"We forget all too soon the things we thought we could never forget"
About this Quote
Didion’s intent isn’t to scold people for having bad recall; it’s to puncture the sentimental fantasy that remembering is automatic, that fidelity to the past is guaranteed by intensity. The subtext is darker: forgetting isn’t just a failure, it’s a coping mechanism that arrives without asking permission. We don’t decide to move on; the mind does it for us, sometimes as mercy, sometimes as betrayal. That’s why "thought" matters here. The line targets our certainty about ourselves: we believed we were the kind of person who would always remember. Turns out we were wrong.

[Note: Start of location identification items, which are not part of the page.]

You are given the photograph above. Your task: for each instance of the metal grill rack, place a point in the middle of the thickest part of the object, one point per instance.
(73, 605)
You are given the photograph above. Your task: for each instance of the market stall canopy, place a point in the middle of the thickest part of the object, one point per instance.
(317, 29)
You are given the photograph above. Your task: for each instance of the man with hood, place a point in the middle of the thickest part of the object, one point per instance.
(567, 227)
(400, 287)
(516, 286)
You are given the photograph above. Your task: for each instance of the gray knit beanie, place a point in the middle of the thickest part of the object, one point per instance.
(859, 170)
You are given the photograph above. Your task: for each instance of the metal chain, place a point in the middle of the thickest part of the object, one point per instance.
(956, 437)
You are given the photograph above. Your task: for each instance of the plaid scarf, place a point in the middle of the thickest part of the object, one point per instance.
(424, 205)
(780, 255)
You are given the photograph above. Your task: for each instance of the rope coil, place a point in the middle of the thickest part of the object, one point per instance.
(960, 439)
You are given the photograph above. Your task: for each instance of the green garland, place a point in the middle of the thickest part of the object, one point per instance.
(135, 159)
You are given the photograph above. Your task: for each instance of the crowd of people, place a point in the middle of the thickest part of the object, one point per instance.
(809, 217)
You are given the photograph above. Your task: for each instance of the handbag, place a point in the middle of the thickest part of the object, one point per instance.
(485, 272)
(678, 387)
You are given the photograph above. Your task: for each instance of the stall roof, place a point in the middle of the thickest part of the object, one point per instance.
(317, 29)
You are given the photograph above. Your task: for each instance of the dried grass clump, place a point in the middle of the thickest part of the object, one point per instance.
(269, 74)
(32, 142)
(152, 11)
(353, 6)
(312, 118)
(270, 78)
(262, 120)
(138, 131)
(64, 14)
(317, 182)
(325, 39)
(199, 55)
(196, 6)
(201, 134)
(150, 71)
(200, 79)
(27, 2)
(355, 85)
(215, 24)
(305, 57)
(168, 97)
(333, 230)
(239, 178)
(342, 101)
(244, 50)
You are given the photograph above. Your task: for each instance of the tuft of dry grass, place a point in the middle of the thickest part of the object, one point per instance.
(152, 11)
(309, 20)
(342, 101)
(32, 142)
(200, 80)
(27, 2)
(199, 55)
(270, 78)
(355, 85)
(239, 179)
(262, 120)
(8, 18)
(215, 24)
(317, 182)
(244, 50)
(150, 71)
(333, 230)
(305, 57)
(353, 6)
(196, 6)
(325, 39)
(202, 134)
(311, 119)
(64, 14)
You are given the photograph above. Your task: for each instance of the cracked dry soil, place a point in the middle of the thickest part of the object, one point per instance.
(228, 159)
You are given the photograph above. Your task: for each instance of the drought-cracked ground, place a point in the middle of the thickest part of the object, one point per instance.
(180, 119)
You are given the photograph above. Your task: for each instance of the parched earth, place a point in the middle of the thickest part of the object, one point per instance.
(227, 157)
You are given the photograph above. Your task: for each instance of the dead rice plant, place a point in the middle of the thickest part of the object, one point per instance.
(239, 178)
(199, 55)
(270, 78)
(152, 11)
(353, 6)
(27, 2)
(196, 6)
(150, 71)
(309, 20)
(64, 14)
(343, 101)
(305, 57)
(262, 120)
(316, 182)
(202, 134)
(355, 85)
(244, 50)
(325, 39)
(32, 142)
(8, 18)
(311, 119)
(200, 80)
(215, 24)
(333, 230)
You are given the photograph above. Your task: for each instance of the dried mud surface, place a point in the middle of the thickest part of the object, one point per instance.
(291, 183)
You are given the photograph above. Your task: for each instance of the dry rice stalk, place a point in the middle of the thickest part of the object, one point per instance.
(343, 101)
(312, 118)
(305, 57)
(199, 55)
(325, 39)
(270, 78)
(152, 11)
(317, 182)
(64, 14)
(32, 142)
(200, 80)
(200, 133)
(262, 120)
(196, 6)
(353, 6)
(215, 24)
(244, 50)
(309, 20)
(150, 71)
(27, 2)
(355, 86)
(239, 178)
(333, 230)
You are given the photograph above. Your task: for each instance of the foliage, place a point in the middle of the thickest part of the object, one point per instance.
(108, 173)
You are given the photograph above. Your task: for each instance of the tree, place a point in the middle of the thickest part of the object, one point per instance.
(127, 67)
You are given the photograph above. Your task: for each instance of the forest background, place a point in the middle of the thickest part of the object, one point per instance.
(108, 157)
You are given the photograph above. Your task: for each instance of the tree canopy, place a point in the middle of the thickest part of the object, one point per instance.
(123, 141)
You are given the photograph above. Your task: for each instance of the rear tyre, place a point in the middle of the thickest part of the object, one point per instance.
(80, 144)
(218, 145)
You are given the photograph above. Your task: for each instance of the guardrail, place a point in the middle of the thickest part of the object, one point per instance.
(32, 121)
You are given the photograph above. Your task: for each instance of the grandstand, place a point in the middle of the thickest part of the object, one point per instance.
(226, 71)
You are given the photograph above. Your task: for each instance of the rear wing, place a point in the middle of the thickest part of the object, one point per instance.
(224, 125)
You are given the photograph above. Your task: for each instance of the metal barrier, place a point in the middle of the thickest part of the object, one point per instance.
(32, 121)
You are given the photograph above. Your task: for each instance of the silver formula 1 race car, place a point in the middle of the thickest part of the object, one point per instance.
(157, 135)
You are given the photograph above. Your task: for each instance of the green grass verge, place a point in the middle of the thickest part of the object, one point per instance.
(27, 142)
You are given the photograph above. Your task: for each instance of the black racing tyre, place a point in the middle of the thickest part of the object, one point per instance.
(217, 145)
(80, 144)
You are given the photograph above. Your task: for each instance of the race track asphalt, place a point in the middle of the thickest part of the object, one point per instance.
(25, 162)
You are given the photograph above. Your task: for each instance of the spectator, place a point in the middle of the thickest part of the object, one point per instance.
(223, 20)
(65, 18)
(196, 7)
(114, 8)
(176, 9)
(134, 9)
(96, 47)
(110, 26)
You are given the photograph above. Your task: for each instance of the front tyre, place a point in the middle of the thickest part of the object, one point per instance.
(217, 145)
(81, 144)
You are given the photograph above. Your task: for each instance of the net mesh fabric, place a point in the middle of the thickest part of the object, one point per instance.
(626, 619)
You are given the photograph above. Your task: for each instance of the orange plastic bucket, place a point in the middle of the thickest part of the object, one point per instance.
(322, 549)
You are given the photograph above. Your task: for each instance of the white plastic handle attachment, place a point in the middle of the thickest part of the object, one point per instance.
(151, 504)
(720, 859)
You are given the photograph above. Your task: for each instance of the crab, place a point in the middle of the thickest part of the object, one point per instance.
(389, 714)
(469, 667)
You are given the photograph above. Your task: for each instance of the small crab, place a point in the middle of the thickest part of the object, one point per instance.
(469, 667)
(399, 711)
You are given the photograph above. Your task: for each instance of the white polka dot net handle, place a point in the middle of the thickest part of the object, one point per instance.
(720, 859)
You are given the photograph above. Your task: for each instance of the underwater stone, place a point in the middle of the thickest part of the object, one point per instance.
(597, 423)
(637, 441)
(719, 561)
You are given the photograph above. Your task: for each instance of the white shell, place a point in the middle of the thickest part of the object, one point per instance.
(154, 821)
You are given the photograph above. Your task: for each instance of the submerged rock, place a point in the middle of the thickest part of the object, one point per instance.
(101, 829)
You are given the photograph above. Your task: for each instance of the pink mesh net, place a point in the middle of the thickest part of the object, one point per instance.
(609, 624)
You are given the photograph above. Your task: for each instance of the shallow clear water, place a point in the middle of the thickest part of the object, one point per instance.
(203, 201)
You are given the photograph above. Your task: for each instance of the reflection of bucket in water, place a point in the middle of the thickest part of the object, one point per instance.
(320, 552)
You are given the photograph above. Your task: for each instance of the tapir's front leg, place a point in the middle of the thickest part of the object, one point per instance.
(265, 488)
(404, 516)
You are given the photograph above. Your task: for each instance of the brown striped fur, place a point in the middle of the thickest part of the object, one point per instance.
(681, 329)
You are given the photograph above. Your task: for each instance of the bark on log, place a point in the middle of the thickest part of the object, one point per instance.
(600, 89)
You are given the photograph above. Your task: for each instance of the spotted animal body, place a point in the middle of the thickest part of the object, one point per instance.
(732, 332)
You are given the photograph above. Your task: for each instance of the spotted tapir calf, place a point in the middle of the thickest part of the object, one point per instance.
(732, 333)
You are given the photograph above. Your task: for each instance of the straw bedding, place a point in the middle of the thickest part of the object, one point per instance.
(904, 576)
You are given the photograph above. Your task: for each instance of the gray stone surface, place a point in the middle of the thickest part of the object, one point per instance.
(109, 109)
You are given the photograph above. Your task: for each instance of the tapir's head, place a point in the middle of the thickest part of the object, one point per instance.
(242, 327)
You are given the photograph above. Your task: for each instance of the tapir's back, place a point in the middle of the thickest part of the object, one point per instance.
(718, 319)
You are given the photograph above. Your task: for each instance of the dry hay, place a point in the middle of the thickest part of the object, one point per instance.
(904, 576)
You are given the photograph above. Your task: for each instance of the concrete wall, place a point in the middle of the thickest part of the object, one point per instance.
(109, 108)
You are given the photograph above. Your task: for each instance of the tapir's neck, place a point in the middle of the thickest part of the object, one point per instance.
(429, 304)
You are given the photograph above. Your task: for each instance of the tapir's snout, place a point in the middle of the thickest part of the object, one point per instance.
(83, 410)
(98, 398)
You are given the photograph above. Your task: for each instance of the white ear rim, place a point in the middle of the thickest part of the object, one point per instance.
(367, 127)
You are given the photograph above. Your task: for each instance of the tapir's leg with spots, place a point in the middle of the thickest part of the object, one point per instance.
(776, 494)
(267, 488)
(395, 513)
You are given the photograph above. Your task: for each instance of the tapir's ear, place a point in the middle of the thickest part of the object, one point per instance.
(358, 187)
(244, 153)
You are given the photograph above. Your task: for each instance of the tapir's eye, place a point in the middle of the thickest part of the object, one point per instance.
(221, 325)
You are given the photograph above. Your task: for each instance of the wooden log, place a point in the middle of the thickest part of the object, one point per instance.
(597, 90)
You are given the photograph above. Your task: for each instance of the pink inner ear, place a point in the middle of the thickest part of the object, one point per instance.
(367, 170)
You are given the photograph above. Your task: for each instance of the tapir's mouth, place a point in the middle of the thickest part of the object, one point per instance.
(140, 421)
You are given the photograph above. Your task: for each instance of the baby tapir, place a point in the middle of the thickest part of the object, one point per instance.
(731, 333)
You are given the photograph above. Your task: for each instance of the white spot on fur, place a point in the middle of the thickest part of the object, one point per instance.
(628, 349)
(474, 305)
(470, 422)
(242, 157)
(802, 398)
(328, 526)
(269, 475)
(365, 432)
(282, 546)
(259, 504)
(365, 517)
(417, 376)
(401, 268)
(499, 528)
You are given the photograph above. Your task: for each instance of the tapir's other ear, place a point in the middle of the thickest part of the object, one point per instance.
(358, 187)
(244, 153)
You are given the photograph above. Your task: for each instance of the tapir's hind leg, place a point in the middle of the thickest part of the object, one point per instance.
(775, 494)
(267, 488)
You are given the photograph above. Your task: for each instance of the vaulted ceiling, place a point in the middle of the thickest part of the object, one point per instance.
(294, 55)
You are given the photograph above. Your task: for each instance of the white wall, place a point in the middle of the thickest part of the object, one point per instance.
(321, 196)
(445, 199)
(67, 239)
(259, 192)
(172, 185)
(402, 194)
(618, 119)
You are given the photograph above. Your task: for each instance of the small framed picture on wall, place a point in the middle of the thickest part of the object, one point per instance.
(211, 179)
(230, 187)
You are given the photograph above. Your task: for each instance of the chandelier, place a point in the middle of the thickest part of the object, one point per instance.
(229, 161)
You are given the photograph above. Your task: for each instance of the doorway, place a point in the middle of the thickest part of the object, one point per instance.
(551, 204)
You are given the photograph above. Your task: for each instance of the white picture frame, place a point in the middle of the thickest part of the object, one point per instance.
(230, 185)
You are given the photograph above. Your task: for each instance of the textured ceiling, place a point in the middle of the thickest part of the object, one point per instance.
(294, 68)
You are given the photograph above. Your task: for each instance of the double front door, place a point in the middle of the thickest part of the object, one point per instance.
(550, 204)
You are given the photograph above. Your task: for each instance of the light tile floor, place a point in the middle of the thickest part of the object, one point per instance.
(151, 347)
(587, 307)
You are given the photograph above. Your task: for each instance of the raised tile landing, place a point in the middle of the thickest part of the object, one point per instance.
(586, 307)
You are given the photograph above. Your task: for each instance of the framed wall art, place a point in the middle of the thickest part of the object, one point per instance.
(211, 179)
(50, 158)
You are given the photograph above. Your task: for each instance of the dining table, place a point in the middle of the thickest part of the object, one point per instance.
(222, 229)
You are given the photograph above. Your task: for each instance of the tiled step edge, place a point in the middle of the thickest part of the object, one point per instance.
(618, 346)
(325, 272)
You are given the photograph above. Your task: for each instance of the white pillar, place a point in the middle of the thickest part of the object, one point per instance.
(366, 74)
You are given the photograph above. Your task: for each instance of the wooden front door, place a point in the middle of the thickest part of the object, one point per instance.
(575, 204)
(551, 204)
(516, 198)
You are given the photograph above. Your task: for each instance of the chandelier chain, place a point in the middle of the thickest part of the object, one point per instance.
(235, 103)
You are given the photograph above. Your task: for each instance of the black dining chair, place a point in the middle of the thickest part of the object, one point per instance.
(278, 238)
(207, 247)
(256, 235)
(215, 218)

Contextually, it fits Didion’s career-long project of treating personal narrative as both lifeline and lie. Her work circles the unstable boundary between experience and the story we tell to survive it. This sentence works because it’s blunt enough to feel universal, but precise enough to feel indicted.
Quote Details
| Topic | Nostalgia |
|---|---|
| Source | Joan Didion, The Year of Magical Thinking (2005), opening passage contains the sentence "We forget all too soon the things we thought we could never forget." |
| Cite |
Citation Formats
APA Style (7th ed.)
Didion, Joan. (2026, January 17). We forget all too soon the things we thought we could never forget. FixQuotes. https://fixquotes.com/quotes/we-forget-all-too-soon-the-things-we-thought-we-50242/
Chicago Style
Didion, Joan. "We forget all too soon the things we thought we could never forget." FixQuotes. January 17, 2026. https://fixquotes.com/quotes/we-forget-all-too-soon-the-things-we-thought-we-50242/.
MLA Style (9th ed.)
"We forget all too soon the things we thought we could never forget." FixQuotes, 17 Jan. 2026, https://fixquotes.com/quotes/we-forget-all-too-soon-the-things-we-thought-we-50242/. Accessed 12 Feb. 2026.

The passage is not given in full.